Those of us of a certain age remember the '60s (though I pretend not to -- after all, I was only 12!). And if you remember the '60s, you'll remember one of the tenets of the '60s economy -- shorter skirts meant higher stock markets and a better Gross National Product. (No kidding -- if you don't remember the '60s, then just check Wikipedia.)
I can't remember the name of that concept -- Skirts for Stocks? -- but it was true. Coming out of WWII, women wore long pencil skirts for their jobs as executive assistants. As the economy improved in the '50s -- and the stock market rose, skirts got shorter and more "swingier" … just look at any old Elvis Presley movie (or "Mad Men.") As they did, the economy picked up, as did the stock market.
Suddenly, short skirts were in (check out any early Beach Boys video) -- and the stock market went through the roof! That was, of course, the early '60s -- prior to Vietnam, inflation, Nixon … you get the picture. By 1970, miniskirts were out and "maxiskirts" were in -- the ones that ran all the way down to the ankles! And the economy and stock market were in the toilet.
Cut to a decade later, Reagan's dumping billions into the economy (running up the biggest deficits in history) and suddenly the club kids are all wearing skirts shorter than their underwear (only to be supplanted a decade later by Britney Spears, et al., who didn't even wear underwear … as numerous paparazzi photos revealed.)

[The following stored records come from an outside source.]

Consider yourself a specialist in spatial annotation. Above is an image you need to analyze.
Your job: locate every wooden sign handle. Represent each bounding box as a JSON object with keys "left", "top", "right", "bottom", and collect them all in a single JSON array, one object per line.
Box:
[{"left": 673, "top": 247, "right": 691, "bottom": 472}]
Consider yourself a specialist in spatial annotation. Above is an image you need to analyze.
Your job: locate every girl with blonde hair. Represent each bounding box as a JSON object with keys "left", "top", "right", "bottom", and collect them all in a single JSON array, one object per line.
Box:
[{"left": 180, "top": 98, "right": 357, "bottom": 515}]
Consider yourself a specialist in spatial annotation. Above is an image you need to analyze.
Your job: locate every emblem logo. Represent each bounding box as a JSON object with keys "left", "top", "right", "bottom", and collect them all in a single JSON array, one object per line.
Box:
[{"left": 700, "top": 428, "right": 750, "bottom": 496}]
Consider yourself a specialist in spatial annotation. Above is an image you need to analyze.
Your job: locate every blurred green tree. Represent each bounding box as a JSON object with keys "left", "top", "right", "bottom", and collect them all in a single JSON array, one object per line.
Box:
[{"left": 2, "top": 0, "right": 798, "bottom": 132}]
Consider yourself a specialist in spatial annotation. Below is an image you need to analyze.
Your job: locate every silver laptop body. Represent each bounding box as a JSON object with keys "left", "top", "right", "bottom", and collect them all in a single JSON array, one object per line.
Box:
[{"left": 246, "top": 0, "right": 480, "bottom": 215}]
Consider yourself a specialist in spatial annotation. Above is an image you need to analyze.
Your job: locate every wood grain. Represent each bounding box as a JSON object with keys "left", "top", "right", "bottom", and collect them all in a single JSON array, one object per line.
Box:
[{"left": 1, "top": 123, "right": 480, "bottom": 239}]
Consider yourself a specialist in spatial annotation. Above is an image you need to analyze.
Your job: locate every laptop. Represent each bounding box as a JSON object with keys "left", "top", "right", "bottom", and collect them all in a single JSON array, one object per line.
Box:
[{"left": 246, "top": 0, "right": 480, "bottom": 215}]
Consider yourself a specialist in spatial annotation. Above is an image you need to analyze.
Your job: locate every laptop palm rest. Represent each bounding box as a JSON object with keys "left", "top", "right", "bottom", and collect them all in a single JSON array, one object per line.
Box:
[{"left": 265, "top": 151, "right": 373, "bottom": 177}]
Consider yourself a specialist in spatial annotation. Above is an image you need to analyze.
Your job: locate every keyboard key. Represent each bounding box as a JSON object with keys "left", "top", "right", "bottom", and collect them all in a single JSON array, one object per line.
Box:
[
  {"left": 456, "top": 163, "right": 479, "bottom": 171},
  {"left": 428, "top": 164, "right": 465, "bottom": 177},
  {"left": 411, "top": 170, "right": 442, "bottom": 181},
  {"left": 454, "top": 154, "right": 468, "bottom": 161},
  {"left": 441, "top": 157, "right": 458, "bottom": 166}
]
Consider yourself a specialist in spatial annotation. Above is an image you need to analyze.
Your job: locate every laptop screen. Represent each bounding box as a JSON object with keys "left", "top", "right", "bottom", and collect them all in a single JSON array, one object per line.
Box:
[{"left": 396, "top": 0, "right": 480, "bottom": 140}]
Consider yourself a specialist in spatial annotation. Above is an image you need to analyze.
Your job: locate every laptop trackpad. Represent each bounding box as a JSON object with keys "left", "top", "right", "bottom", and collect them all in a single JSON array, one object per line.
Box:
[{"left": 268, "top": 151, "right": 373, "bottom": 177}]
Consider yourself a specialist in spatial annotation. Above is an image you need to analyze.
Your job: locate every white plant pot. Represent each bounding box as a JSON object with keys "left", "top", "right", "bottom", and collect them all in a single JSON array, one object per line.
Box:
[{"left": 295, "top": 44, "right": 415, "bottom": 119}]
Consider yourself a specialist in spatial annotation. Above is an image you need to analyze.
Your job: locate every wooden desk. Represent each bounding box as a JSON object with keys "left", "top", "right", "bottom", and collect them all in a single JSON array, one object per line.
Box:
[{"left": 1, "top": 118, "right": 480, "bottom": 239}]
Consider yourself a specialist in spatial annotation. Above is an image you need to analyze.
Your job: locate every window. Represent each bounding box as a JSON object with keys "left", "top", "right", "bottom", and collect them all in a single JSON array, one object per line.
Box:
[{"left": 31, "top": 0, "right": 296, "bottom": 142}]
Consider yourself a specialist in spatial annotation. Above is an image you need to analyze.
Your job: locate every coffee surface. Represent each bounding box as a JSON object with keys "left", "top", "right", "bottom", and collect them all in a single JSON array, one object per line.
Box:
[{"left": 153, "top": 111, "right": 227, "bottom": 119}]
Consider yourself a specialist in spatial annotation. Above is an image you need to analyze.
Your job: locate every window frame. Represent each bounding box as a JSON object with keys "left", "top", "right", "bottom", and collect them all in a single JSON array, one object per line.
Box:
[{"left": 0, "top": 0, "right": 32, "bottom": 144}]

But then, reality set in, the stock market crashed from 14,000 two years ago (when Britney was sporting no undies) to 7,000 earlier this year, when Michelle Obama was suddenly wearing below the knee skirts. So maybe there's something to that theory.
Anyway. I have a better theory -- and more relevant for our times. With all of our Hollywood producers' 401(k)s "underwater" (don't actually look online, it'll make you sick; and forget your kids' 529 college accounts -- they're gone!) let's look at Tinsel Town's role in this, specifically, its role in promoting (well, how else to you say it?) boobs -- and, yes, you can now all send in your comments about producers being boobs.
But producer boobs aren't what I'm talking about here. The reality is -- and it's true -- ever since the invention of "breast enhancement" surgery, boobs have been a "leading indicator" for the economy. I mean, please, do you think we could have won WWII without Howard Hughes' steel bustier for Jane Russell in 1943"s "The Outlaw"? Just compare her to the stars of the Great Depression, all of whom, like the economy, were, well, flat.
Myrna Loy didn't even need to wear a brassiere; Bette Davis had eyes, not boobs. And even the stars of the biggest movies were either children (Judy Garland) or "Gone With the Wind"'s, Vivien Leigh and Olivia de Havilland, who didn't have a B cup between them.